GSK was also active streamlining its portfolio with the divestment to Pernix of the US rights to Treximet, a sumitriptan/naproxen combination, for $267m representing 3.4 x sales and an estimated 11 x EBITDA. This was a complex deal involving the assignment by GSK to Pernix of the product development and commercialisation agreement for the product developed by Pozen, the payment by Pernix of $3m to an investor, warrants in Pernix shares to Pozen plus royalties of 18 per cent. 
In the last days of May, GSK was reported to have invited private equity companies, presumably those with investments in pharmaceutical companies, to bid for GSK's mature products. This is quite a turnaround from the situation some years ago when a director of one of the UK Big Pharma companies said it did not divest mature products because it got no credit for such disposals in the share price. The fact is acquiring old brands is fraught with operational and contractual difficulties in regulatory, manufacturing and marketing. This has been demonstrated in the past by a number of cases where the only willing buyers of the products were contract manufacturing companies offering low value deals.
“Oh, the shark has pretty teeth dear, and he shows them pearly white”
Judging by Pfizer's bid for AstraZeneca (AZ), it seems the fashion for mega mergers in the pharmaceutical industry is not yet over.

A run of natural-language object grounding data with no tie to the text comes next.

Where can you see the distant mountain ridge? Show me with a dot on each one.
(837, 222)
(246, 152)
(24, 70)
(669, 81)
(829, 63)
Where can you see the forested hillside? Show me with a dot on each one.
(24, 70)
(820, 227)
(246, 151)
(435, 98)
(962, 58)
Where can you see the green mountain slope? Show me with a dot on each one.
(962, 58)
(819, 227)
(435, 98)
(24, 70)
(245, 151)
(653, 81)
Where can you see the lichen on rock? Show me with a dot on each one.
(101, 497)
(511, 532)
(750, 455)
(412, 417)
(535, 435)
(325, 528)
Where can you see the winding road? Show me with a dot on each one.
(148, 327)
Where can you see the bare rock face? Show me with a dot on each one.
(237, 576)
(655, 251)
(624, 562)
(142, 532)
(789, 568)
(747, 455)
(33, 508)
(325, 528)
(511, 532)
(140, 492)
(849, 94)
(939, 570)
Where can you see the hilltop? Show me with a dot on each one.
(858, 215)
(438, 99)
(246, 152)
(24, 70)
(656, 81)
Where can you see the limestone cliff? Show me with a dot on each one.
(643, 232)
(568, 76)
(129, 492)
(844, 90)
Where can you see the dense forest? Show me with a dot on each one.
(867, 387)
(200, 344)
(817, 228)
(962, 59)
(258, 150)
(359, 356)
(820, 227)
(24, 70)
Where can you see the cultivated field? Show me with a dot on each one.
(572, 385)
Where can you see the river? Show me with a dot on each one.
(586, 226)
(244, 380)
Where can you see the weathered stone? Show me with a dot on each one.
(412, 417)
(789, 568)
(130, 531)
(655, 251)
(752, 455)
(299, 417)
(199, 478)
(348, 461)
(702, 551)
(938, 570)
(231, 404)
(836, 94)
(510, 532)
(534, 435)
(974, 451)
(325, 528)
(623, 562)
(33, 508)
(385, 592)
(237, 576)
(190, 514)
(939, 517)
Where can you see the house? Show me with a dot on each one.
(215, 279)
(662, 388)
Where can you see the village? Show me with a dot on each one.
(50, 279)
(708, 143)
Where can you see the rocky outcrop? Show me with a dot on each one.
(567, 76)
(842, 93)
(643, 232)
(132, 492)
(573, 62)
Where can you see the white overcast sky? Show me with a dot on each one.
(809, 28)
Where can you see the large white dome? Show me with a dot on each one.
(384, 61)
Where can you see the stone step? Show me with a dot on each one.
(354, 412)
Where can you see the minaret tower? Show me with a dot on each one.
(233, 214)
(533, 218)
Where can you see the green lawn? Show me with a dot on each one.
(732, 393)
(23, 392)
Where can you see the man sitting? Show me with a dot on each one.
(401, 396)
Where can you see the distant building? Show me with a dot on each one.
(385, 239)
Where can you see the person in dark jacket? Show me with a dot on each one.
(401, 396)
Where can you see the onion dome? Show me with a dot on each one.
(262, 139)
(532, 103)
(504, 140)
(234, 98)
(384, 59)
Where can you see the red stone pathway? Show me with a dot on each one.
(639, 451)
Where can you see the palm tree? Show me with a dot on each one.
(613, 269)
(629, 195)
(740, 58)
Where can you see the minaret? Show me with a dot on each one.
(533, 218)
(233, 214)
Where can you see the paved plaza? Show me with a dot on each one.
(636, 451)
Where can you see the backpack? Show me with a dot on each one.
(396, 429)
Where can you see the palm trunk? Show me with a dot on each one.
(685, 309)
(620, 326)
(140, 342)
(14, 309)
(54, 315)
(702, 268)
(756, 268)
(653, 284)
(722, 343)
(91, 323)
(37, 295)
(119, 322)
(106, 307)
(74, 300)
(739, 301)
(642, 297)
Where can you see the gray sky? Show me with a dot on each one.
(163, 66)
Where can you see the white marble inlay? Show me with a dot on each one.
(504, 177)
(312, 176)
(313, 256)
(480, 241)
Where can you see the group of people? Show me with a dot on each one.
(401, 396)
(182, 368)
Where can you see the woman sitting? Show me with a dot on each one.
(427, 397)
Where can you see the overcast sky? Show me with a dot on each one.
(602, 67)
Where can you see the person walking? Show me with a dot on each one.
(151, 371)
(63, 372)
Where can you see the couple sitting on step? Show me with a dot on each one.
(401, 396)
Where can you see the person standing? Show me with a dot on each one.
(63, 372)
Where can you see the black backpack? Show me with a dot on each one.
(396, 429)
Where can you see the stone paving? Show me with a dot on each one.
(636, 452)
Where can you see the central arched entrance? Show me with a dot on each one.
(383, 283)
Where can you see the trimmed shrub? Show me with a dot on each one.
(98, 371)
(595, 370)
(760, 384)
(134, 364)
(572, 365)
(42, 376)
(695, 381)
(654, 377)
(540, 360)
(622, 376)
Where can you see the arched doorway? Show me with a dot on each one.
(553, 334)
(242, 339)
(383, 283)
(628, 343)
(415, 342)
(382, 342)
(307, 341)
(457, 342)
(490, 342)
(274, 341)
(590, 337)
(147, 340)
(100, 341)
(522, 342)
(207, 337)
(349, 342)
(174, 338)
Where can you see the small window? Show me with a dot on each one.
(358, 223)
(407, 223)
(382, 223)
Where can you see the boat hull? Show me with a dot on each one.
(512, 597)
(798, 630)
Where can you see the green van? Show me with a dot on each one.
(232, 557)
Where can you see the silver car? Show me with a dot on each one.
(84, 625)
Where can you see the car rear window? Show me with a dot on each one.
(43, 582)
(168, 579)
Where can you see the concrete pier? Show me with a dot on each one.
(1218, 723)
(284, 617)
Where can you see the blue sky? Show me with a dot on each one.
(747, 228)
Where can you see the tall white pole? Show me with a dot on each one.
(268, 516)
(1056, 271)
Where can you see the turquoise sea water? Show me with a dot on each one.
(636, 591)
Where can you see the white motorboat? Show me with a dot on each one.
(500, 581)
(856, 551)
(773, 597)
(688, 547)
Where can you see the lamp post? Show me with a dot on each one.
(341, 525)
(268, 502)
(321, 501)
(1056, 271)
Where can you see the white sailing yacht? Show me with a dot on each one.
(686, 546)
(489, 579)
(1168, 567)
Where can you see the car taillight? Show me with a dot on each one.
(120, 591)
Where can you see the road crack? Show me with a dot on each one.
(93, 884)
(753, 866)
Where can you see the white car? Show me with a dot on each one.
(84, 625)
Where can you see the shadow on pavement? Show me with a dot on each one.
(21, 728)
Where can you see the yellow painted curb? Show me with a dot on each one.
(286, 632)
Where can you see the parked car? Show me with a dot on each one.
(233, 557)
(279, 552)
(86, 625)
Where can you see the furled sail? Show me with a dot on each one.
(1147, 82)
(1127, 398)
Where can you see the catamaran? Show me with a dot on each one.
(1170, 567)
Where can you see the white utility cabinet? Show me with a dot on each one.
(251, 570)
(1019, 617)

The last offer of 45 per cent cash and 55 per cent paper representing £55 per share (45 per cent premium over the pre-bid price) valued AZ at £69.4bn or $117bn equivalent to 4.5 x sales and 32 x operating income. The offer resulted in a lot of hand-wringing by UK politicians about the loss of jobs and research expertise in the UK and perhaps some hand-rubbing at the prospect of additional tax revenues.
In the hearings before the UK parliamentarians, Pfizer made it clear the price could only be sustained based on tax savings estimated by analysts at $1.4bn a year. The UK tax corporate rate will be 20 per cent in 2015 compared to 35 per cent in the US.  The UK also has a 10 per cent tax rate on profits earned from UK patents. The difference in tax rates across the world has driven US companies to accumulate cash overseas, Pfizer is reported to have $69bn offshore.  The loss of US tax revenue also prompted political hand-wringing by some Senators and a threat of legislation against 'inversion' as US companies increasingly move offshore for tax purposes.
AZ rejected the last Pfizer bid as too low which immediately prompted some investors to complain that AZ should have engaged in negotiations with Pfizer. This is the new 'norm', where virtually every M&A transaction creates a storm of protest (and litigation) by investors who want to cash in their chips at the highest possible price. Pfizer may be back in town in six months' time but one can't help thinking its bid is driven more by financial than strategic motives.